A piece of history — part of the USS Arizona — arrives in Brevard


Talk about special delivery.

A few weeks ago, FedEx delivered a huge package to the Brevard Veterans Memorial Center on Merritt Island. Inside was a piece of major significance in United States military history.

The artifact is not particularly pretty. It looks like a rusted piece of metal, and that is indeed what it is. But, this is precious metal from the superstructure of the USS Arizona, the battleship bombed by the Japanese attack on Pearl Harbor on Dec. 7, 1941. The battleship exploded and sank, taking with it the lives of 1,177 officers and crew, approximately half of the men lost in the attack that fateful morning.

The 40-inch-by-50-inch piece weighs 250 pounds and required a 300-pound crate, plus $1,600 in shipping fees, to transport it from its former resting place in Hawaii to its new home in Brevard County.

Arizona’s surviving superstructure, the part of the ship above the main deck, was scrapped in 1942 and moved to an island Navy yard, where it languished for almost 80 years.

Two years ago, Veterans Memorial Center president Dean Schaaf received a message from the Navy that part of the superstructure was available for the museum.

“I requested a piece and they finally agreed,” said Schaaf, who also is the curator of the museum associated with the Veterans Memorial Center.

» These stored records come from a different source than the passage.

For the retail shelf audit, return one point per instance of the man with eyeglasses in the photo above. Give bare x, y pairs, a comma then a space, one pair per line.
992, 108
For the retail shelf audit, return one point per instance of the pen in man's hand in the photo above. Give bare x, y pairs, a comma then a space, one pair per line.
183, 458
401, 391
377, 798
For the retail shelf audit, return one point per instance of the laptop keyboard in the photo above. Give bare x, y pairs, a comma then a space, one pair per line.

The piece of the Arizona is now on temporary exhibit at the museum’s library, awaiting the renovation of the museum’s elevator. It will be transported upstairs to its permanent home near a model of the ship and a 6-foot map of Pearl Harbor on the morning of the attack.

Commissioned in 1916, the Arizona was among the ships that escorted President Woodrow Wilson to the Paris Peace Conference at the end of World War I. Along with the rest of the Pacific Fleet, it was transferred to Pearl Harbor from its home port in California as a deterrent against the Japanese.

Many of the other ships sunk or damaged that day were later repaired, but the Arizona was beyond hope. Its wreck lies at the bottom of Pearl Harbor, below but not touching the USS Arizona Memorial, dedicated in 1962 to those who died in the attack.

Weather beaten and tired, the new artifact at the Veterans Memorial Center and Museum bears witness to one of the most tragic events in America’s history.